I have two Sapphire Tri-X R9 290x's and they are too noisy for me and have been waiting on the release of the Corsair HG10-A cooler kit. It's now been reviewed on here and I find out it doesn't come with the stock AMD fan, which makes sense as it's a replacement for reference coolers, although my card is a reference PCB card so the HG10-A should fit. I'm now in the need of two stock AMD cooler fans, any ideas if they are available to purchase anywhere? Flebay doesn't have any or my search terms aren't picking up what I'm looking for thanks all
Not that I've looked into it in detail but isn't the idea that you use the existing fans from your existing coolers?
I've just looked at a picture and I see what you mean... Also had a look on Corsair's website and it just states "Does not use AMD's reference cooler and requires an additional aftermarket blower fan for operation." Helpfully it doesn't actually say where to get one of these...

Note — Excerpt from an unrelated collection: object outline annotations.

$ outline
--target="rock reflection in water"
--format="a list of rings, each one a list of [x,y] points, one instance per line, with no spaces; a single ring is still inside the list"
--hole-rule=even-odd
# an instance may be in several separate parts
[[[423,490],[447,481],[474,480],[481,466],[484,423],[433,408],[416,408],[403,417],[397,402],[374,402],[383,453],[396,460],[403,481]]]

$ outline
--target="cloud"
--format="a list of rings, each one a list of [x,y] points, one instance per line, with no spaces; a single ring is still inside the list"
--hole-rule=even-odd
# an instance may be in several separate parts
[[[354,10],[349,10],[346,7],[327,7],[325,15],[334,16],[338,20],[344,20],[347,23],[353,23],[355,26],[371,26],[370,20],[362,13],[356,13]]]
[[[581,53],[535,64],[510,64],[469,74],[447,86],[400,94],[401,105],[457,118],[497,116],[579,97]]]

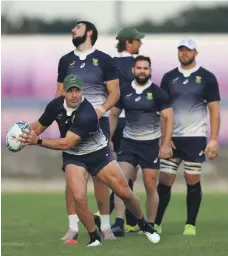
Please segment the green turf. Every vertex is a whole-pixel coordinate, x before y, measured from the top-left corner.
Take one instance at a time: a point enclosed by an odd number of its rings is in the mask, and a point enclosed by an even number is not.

reading bit-tech's review, it suggests you do use the AMD fan, you remove it from the stock cooler and install into the Corsair HG10A. When looking at prices, the HG10A £30, closed loop water coolers £60 - £100 depending on what you go for so was hoping I'd be able to pick up the required fans for no more than £5 each. Maybe I should sell both Tri-X's and grab a R9 295 instead, or two 970's or save up a bit more and get 2 980's. Problem is I like supporting the underdog
the stock cooler was a joke, so loud and noisey. NZXT Kraken G10 and a corsair water cooling unit. It mad a difference temp wise was huge and abit quieter too
I don't think that it does but it is on the list of compatible cards on the Corsair website (it's compatible with some non-reference designs) Edit: Maybe it is a reference PCB with a non-reference cooler on it... Anyway, it's definitely on the list here (http://www.corsair.com/en-us/hydro-series-hg10-a1-gpu-liquid-cooling-bracket) if you click on Tech Specs
I thought the Tri-x used a reference design while the vapor didn't, but that's just what I thought. How's the Tri-x too noisy? Is it the the air noise or do the fans make a specific noise? Just asking because I read that the Tri-x fans/cooler has an annoying habit of vibrating hitting the heatsink making a rather irritating noise.
The Tri-X does infact use a reference pcb and has Hynix memory. The Vapor-X uses a non reference pcb and also comes with Hynix memory.
Great, but where to get a reference fan for the HG10? Have AMD coolers always used the same fan throughout the years or has it change in size and RPM etc? If not then it should be dead easy to get one off the bay.
I'm not sure 100% sure Pookie, but i think we've used the same reference fan for a while. My recommendation would be to look for spares on Ebay for 290/7970/6970. I've seen people sell just the shroud/fan before.
You could put a wanted post in the market place. There may be those who have gone for a full cover block who could sell you their fan. Or one off a dead card maybe.
Ok i'll just come out with it! What were AMD thinking when they designed the 290x? If I recall my reference 6950 cooler had a vapour chamber system by default. It must be a little embarrassing (not for you personally of course) that corsair is making money selling a bracket to fix AMD cards.
I suspect most people buy cards with 3rd party coolers regardless of whether or not the reference cooler is good/bad, so why spend extra money designing a good cooler when the partners will do that anyway? Not saying that's the right approach, having a poor reference cooler screwed them on the benches since the cards throttle and most places will always refer to reference cards for future reviews instead of a card that can properly cool the gpu. They should have done what nvidia did with the 970 and not bother having a reference card.